This, uh, fell off a truck. I cannot vouch for its authenticity.
> Who wants to answer this one?
Oh, what the heck, tell him about it.
---- snip ----
Our spamtraps are pretty straightforward. We consider a significant
ISP to be one with a thousand or more mailboxes, so for fairness we
have spamtraps at all of them. We also have honeypots, old user
accounts, and a couple of more kinds we can't discuss due to pending
patent applications. (By the way, did you know the third largest taxi
fleet in NYC is run by the NYPD?)
As the spam comes in to the network of spamtraps, it's analyzed in
real time. We used to do it in software with pattern matching and
scoring and OCR of images, but it turns out to be faster and cheaper
to have people do it, using systems similar to Amazon's Mechanical
Turk. We've found that people can classify 20 to 30 messages per
minute, more if they happen to speak the language the message is
written in. We used to give each message to multiple people to
cross-check the results, but that slowed things down so we don't any
Once we have the spam classified by source, topic, URL, and product,
then we do a comparison against normalized traffic for the Internet as
a whole.
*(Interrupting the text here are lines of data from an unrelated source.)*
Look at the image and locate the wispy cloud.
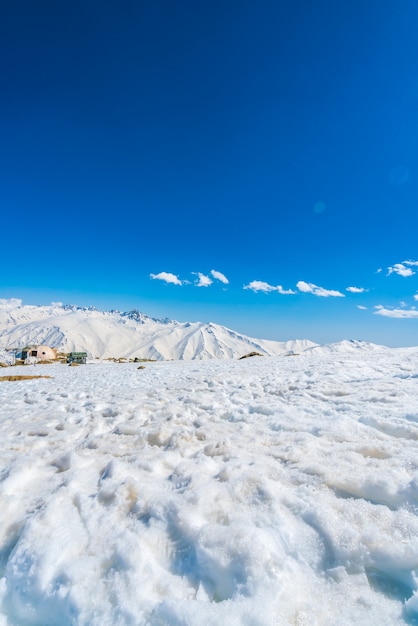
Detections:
[244,280,296,296]
[150,272,183,285]
[195,272,213,287]
[210,270,229,285]
[387,261,418,278]
[296,280,345,298]
[374,304,418,319]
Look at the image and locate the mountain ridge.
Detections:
[0,299,317,360]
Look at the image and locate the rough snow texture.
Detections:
[0,300,316,360]
[0,346,418,626]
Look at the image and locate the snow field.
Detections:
[0,349,418,626]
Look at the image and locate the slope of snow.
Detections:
[0,349,418,626]
[306,339,387,355]
[0,301,316,360]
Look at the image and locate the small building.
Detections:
[0,348,16,365]
[18,345,57,361]
[67,352,87,365]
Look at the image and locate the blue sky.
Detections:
[0,0,418,346]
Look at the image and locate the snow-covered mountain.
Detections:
[0,299,316,360]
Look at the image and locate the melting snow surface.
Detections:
[0,349,418,626]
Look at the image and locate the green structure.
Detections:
[67,352,87,365]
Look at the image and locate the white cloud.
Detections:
[374,304,418,319]
[387,261,416,278]
[210,270,229,285]
[296,280,345,298]
[150,272,183,285]
[244,280,295,296]
[196,272,213,287]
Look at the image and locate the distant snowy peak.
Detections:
[306,339,387,354]
[0,299,386,360]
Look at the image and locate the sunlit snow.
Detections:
[0,348,418,626]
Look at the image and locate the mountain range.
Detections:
[0,298,386,360]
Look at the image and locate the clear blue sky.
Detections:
[0,0,418,345]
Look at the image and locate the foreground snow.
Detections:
[0,349,418,626]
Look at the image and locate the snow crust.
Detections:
[0,348,418,626]
[0,300,316,360]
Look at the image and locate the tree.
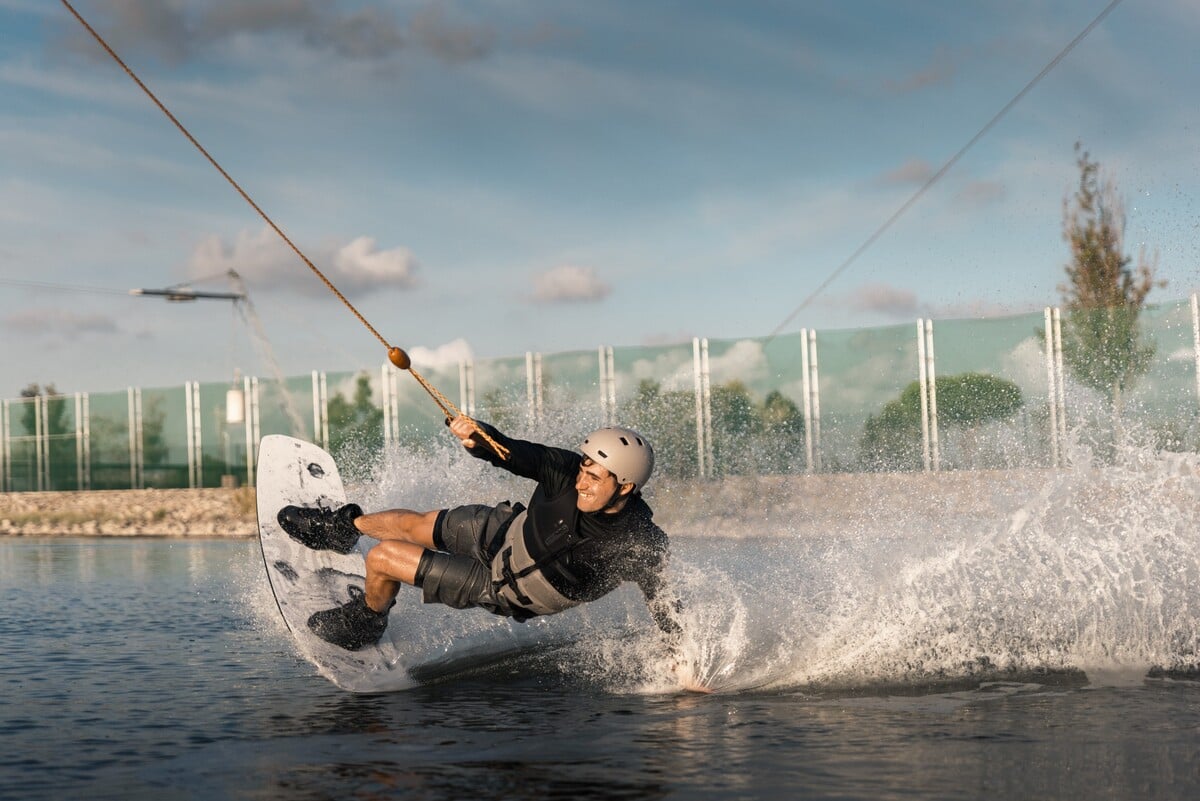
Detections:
[1058,143,1166,417]
[860,373,1025,470]
[329,372,383,460]
[757,390,808,472]
[20,384,77,489]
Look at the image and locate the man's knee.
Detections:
[355,508,438,548]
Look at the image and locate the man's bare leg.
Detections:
[354,508,439,550]
[359,544,425,612]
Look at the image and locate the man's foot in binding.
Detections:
[308,585,390,651]
[276,504,362,554]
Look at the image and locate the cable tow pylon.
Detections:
[61,0,509,459]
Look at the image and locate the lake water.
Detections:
[0,453,1200,801]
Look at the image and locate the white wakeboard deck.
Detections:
[257,434,415,692]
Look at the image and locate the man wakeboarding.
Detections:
[278,415,680,652]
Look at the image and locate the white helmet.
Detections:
[580,426,654,489]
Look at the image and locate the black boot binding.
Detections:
[308,585,390,651]
[276,504,362,554]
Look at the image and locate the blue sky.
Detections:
[0,0,1200,397]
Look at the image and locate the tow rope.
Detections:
[61,0,509,459]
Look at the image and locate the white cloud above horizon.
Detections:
[187,225,419,295]
[533,265,612,303]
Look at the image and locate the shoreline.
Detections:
[0,470,1057,538]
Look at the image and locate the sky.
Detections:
[0,0,1200,398]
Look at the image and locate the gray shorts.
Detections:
[421,501,521,616]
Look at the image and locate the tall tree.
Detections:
[1058,143,1166,416]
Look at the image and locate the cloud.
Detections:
[54,0,496,65]
[187,227,418,294]
[883,48,954,95]
[334,236,416,289]
[880,158,934,185]
[408,338,474,369]
[846,284,920,318]
[57,0,404,64]
[409,5,496,64]
[0,308,120,341]
[533,265,612,303]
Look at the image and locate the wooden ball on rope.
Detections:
[388,348,413,369]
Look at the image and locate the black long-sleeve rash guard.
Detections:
[470,422,679,636]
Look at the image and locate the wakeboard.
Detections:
[256,434,410,692]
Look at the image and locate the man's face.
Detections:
[575,457,620,512]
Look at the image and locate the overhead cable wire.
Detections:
[767,0,1123,342]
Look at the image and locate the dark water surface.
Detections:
[0,540,1200,800]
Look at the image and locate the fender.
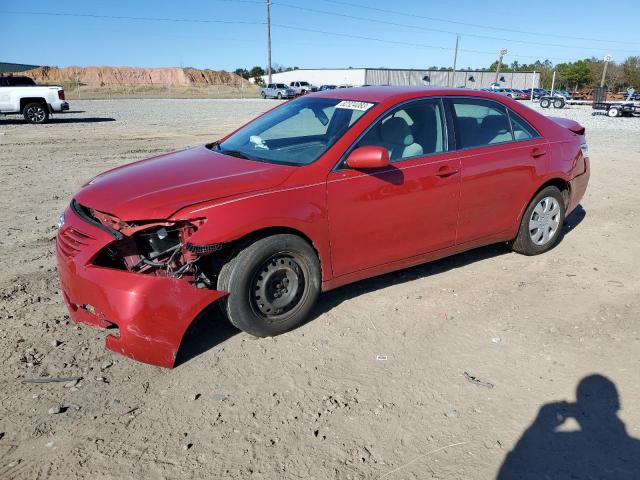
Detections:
[172,182,332,281]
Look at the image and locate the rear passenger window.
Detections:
[509,110,540,141]
[357,99,446,162]
[451,98,513,148]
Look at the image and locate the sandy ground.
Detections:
[0,100,640,479]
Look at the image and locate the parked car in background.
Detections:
[533,88,549,100]
[260,83,296,99]
[56,87,590,367]
[289,81,318,95]
[511,88,531,100]
[0,76,69,123]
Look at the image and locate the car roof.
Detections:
[310,86,516,103]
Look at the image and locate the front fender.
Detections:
[178,182,331,281]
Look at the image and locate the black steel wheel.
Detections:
[217,234,321,337]
[22,102,49,124]
[250,252,305,319]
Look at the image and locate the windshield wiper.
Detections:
[218,147,253,160]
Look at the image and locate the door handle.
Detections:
[531,147,547,158]
[436,165,460,178]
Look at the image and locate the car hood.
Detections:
[75,146,295,221]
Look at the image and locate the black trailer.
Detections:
[592,87,640,117]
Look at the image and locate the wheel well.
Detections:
[202,227,323,286]
[531,178,570,208]
[20,97,47,111]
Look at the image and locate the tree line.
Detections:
[235,56,640,91]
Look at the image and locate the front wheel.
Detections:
[22,103,49,124]
[511,186,565,255]
[217,234,320,337]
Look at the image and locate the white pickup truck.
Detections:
[0,76,69,123]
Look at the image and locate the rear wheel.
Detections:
[217,234,320,337]
[511,186,565,255]
[22,102,49,124]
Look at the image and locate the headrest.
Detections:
[482,115,511,131]
[380,117,413,146]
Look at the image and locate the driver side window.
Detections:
[356,99,446,162]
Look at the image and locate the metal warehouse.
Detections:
[262,68,540,89]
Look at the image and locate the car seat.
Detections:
[380,117,423,161]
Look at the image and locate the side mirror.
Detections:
[347,145,391,170]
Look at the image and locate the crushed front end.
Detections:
[56,201,227,368]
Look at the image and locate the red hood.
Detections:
[75,146,295,221]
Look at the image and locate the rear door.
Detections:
[0,77,13,112]
[327,99,460,276]
[448,97,548,244]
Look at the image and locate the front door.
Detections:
[327,99,460,276]
[448,97,548,244]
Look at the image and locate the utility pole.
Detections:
[493,48,507,83]
[600,55,613,87]
[267,0,271,83]
[449,35,460,87]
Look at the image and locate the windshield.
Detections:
[216,97,374,165]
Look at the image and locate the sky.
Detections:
[0,0,640,70]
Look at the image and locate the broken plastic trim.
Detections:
[184,242,224,255]
[71,199,124,240]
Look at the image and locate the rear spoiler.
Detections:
[547,117,584,135]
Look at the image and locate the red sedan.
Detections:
[57,87,589,367]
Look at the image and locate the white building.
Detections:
[262,68,540,89]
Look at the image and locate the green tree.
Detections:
[621,57,640,89]
[234,68,250,80]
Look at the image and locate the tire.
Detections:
[22,102,49,125]
[217,234,320,337]
[510,186,566,255]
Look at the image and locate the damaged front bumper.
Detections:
[56,203,227,368]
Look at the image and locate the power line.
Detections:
[0,8,604,61]
[274,0,636,53]
[271,23,584,61]
[314,0,640,45]
[0,9,265,25]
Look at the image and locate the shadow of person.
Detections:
[497,375,640,480]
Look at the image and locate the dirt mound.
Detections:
[23,67,250,87]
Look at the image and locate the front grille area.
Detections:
[56,227,94,257]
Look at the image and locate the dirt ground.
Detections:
[0,100,640,480]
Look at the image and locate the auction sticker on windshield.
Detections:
[336,100,373,112]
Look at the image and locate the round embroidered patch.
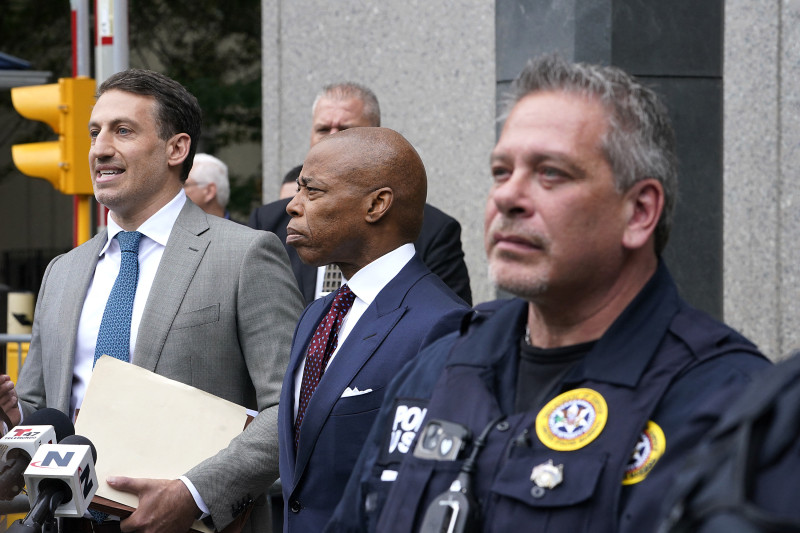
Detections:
[622,420,667,485]
[536,389,608,452]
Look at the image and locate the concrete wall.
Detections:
[724,0,800,359]
[262,0,495,303]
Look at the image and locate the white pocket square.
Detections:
[342,387,372,398]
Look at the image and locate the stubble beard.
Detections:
[489,258,550,301]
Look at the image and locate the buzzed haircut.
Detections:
[311,81,381,127]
In cooperation with several Tier I NSPs we do a whole-net
survey three times a year, sampling traffic through their backbone
routers to get a baseline level of spam and malware. Then we look for
significant deviations from the baseline to decide what to list in our
proprietary blacklists. So if, for example, the baseline traffic
level is 0.0001% spam, and we see spamtrap traffic from an IP at the
0.001% level, that's an order of magnitude up which makes it a slam
dunk to list.
Any more questions, feel free to ask.